Но, увы – в процедуре государственного премирования до сих пор практикуется дурацкая совковая практика – собирание отзывов «от общественности». 

– Что же в ней дурацкого, если общественность – вещь безусловно положительная?

– Да то, что Комиссия, как правило, совершенно не принимает во внимание эту самую общественность (по крайней мере, так было в советские времена), а главное – что «общественность» ленива и как правило, никаких отзывов не сочиняет.

А это значит, что Автор вынужден САМ добывать комплиментарные отзывы от своих ленивых знакомых и друзей, хотя путем-то это приличнее делать не ему, а как раз Высокой Комиссии…

Поэтому и М. Д. Игнатов (наступив ногой на свою скромность), с просьбой об отзывах обратился к некоторым своим знакомым и друзьям, и среди них – к Я. Э. Юдовичу.

Яков Эльевич (который и сам бывал в этом щекотливом положении в качестве номинанта Госпремии Коми) немедленно откликнулся: спешно прочитал все три книги и на каждую написал отзыв, думая поместить его то ли в еще живой «Трибуне», то ли в уже почти испустившем дух «Красном Знамени»…

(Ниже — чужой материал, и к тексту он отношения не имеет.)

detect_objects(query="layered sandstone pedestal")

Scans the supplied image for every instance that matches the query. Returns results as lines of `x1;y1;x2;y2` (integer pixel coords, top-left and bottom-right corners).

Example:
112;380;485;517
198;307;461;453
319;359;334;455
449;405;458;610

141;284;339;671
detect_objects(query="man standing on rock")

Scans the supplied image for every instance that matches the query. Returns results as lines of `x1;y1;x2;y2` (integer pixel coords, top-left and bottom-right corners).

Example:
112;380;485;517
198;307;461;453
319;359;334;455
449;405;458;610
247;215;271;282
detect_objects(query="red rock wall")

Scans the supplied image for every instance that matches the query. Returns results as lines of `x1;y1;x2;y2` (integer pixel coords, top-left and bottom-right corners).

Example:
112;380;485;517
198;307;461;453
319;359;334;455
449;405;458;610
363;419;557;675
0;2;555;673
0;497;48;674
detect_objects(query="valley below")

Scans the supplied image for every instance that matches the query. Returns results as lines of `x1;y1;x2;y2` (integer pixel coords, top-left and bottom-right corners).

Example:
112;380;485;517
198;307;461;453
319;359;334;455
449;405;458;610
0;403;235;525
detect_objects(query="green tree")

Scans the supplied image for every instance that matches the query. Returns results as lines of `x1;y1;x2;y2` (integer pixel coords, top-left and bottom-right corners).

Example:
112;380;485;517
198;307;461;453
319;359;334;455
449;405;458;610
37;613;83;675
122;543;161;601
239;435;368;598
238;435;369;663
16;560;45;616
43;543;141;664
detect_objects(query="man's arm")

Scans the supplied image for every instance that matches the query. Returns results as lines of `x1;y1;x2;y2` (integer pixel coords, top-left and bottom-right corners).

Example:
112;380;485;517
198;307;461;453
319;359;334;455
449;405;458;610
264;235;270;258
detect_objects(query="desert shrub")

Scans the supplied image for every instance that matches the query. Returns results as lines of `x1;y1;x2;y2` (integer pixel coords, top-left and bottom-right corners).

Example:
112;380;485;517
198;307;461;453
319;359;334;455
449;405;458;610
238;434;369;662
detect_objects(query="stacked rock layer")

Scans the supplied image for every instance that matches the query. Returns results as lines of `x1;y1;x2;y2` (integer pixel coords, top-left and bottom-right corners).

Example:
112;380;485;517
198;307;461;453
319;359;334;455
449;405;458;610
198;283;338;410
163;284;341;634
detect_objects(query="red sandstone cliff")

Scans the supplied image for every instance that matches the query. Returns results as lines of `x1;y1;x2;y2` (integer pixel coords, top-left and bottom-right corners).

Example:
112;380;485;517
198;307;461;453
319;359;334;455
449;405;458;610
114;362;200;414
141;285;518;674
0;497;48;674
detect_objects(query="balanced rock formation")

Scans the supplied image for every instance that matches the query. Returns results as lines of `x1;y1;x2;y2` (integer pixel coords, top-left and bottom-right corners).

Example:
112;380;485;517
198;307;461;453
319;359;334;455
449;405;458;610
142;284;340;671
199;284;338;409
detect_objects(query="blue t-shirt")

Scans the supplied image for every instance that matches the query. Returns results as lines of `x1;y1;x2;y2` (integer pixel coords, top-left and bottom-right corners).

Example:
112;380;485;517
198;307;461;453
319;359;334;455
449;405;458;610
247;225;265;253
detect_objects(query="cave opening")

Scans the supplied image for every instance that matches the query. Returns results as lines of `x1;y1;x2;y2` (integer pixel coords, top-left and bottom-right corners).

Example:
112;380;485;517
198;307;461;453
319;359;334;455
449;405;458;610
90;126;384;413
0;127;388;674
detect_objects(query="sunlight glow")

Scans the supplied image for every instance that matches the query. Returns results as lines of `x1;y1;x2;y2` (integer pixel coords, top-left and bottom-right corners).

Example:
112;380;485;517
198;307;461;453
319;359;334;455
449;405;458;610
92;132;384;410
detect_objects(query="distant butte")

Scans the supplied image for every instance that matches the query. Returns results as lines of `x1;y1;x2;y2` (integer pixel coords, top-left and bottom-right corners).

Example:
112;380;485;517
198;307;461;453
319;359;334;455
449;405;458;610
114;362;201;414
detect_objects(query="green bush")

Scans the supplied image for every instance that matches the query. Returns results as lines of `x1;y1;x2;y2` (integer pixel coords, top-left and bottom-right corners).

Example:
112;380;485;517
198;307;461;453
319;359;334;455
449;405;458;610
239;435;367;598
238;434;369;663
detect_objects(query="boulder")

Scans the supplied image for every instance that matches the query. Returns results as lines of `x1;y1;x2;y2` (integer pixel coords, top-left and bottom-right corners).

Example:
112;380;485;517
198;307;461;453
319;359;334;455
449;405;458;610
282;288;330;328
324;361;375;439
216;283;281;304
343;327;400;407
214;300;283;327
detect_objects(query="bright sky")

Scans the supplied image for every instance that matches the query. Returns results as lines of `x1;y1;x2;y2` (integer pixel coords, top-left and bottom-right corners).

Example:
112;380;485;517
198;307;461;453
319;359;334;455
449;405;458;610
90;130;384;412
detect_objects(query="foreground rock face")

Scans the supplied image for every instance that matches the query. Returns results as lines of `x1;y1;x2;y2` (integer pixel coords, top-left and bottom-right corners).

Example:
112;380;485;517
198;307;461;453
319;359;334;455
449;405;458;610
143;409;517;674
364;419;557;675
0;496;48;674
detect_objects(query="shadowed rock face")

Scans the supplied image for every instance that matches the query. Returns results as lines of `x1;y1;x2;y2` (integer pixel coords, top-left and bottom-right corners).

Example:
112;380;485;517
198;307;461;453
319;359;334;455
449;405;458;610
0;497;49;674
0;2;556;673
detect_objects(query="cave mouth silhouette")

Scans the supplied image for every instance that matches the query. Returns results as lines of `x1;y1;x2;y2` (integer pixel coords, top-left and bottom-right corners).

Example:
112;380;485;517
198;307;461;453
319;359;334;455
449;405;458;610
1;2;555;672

Написал и призадумался: а как лучше подписаться? Ибо всякая комиссия обожает титулы, а у него их чересчур много, например, «Народный депутат Верховного Совета Коми 12-го созыва, 1990–1995». Поразмыслив, он остановился на такой подписи:

«Главный научный сотрудник Ин-та геологии Коми НЦ УрО РАН, доктор геолого-минералогических наук, член трех научных академий, Заслуженный деятель науки РФ, Заслуженный работник РК».

Ниже мы приводим отзывы, составленные Я. Э. Юдовичем.
Надеемся, что помещение их на нашем портале побудит тех, кто еще не видел книг Игнатова – непременно прочитать их, а еще того лучше – не только прочитать, но и написать свои отзывы, в которых так нуждается Михаил Дмитриевич.

Род Игнатовых за пять веков

Хорошо известный в нашей Республике кинорежиссер Михаил Дмитриевич Игнатов (председатель правления сыктывкарского родословного общества «Ордпу») выпустил в 2015 г. удивительную книгу, над которой трудился 11 лет – с 1991 по 2001 гг.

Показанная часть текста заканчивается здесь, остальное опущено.